Опять сижу один на большой веранде. Смотрю на седую, почему-то такую неприятную голову Ллойд Джоржа в прошлогоднем журнале и думаю: как много неожиданной правды в простых словах простой девушки! Сухие ромашки мы… Россия — вся высохла… Жалкие, никому не нужные цветы… Мы — для гербария, для странной и страшной коллекции: цветы с высохших полей… Люди без Родины… А соленый ветер ходит между колоннами, треплет занавески, шепчет в уши нежно: «Уже недолго… недолго… Может быть, год, может быть, месяц… На безгранной поляне России гуще, сильнее и ярче прежнего зацветут ромашки… Белые-белые… С золотыми, гневными, прозревшими сердцами…»

Уже недолго.

Моему внуку. Завещание

Я не знаю, каким ты будешь: смуглым или золотоволосым, скрытным, с деланым равнодушием серых глаз или с глазами синими и душой открытой, как кусочек весеннего неба в тяжелом полотне туч, жестоко ли заколотишь себя в дымном склепе кабинета или, махнув беспечно рукой на чины, ранги и ордена, до заката своих дней просмеешься на чердаках богемы.

Я даже не знаю, будешь ли ты вообще, — как приподнять завесу будущего? Уже из этого факта, что ты сын моего несуществующего сына, можешь заключить, каким безнадежным мечтателем был твой странный дед.

Иногда, вот и сегодня, мне кажется, что ты весь будешь в бабку, тоже еще пока находящуюся в проекте: чуть-чуть нелогичный, с пухлыми пальцами и сердцем тоже пухлым, вечно ребячьим: в детстве будешь часто падать, плакать крупными каплями слез и любить бутерброды «на три канта», то есть в три этажа… Потом вытянешься, закуришь потихоньку, в промежутках между изучением семнадцати наук будешь бить головой футбольный мяч или мячом голову — к тому времени правила игры изменятся, как и все вообще, — скажешь какой-нибудь девочке, играющей в девушку: «Я вас люблю» — и радостно подумаешь: «Я совсем взрослый…» Потом… Вот по поводу этого «потом»… я и хочу поговорить с тобой, мой милый внук!

В самом деле, что будет потом? Это так просто: тебе раза два изменит любимая женщина и раза три не заплатит по векселям лучший друг. И ты попробуешь приставить к виску нехорошую штуку, которая у нас называется револьвером. Или для переселения в иной мир у вас будут выдуманы особые радиоволны?

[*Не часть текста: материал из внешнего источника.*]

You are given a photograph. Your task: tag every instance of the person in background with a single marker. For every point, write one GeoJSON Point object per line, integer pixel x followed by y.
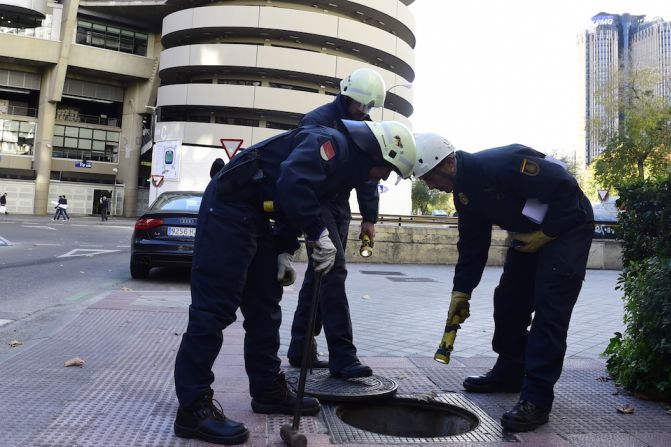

Пусть так… Пытаясь прожечь себя радиоволной, ты обязательно подумаешь, что жить не стоит, а если будет в тебе особый вид недуга — неравнодушие к цитатам, то ты скажешь не без трагизма: «А жизнь, как посмотришь с холодным вниманьем вокруг, — такая пустая и глупая шутка».

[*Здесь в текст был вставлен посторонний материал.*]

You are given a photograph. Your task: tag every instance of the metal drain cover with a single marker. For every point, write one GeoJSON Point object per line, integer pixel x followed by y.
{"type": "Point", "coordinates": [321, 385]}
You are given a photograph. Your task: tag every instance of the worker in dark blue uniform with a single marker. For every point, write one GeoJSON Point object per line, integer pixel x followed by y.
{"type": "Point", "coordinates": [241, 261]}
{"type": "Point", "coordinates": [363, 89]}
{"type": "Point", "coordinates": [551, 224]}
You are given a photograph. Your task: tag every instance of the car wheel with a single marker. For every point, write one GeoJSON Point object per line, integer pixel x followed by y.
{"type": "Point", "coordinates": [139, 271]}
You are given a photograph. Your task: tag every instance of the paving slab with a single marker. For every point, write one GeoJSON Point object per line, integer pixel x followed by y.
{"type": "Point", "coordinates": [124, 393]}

Вот тогда-то и вспомни совет деда: умрешь ли ты или все это так, нарочно, — жизнь беспредельно хороша! Брось радиоволны, радиоревольверы, радиояды… Самая прелестная в мире женщина и самый большой на свете вексель — микроскопические песчинки в сравнении с огромной радостью жизни.

Дышишь ли ты сейчас пылью сенатского решения за 1963 год или дешевой пудрой какой-нибудь остроглазой Зизи, — и в пыли архива, и в пудре твоей случайной подруги пахнет тем, что безгранично выше минутных горестей и разочарований, — жизнью. Не комкай же ее, не проклинай, не рви!

Мы, то есть все те, кто отошел уже в вечность, — сходи сегодня ко мне на могилу и принеси цветов, только не красных, — мы всю жизнь свою ныли. Смешно сказать: пережарит ли кухарка жаркое, падут ли 0,003 акции какого-либо банка, случайно купленные и полузабытые, немного суше, чем обычно, поздоровается она, — мы неизменно ворчали:

— Ну и жизнь! Вот бы кто-нибудь перевернул ее вверх дном!

Теперь ее перевернули. Кажется, надолго. Десятый год, мировые акробаты, стоим на голове у края черной бездны, бывшей когда-то Россией. И только теперь, только блестя налитыми кровью глазами, мы поняли наконец, что «Ну и жизнь!» — была настоящей жизнью, что мы сами превратили ее в скачку с препятствиями на сомнительный приз, пробили голову нашему прошлому, выкололи глаза у будущего, оклеветали самих себя.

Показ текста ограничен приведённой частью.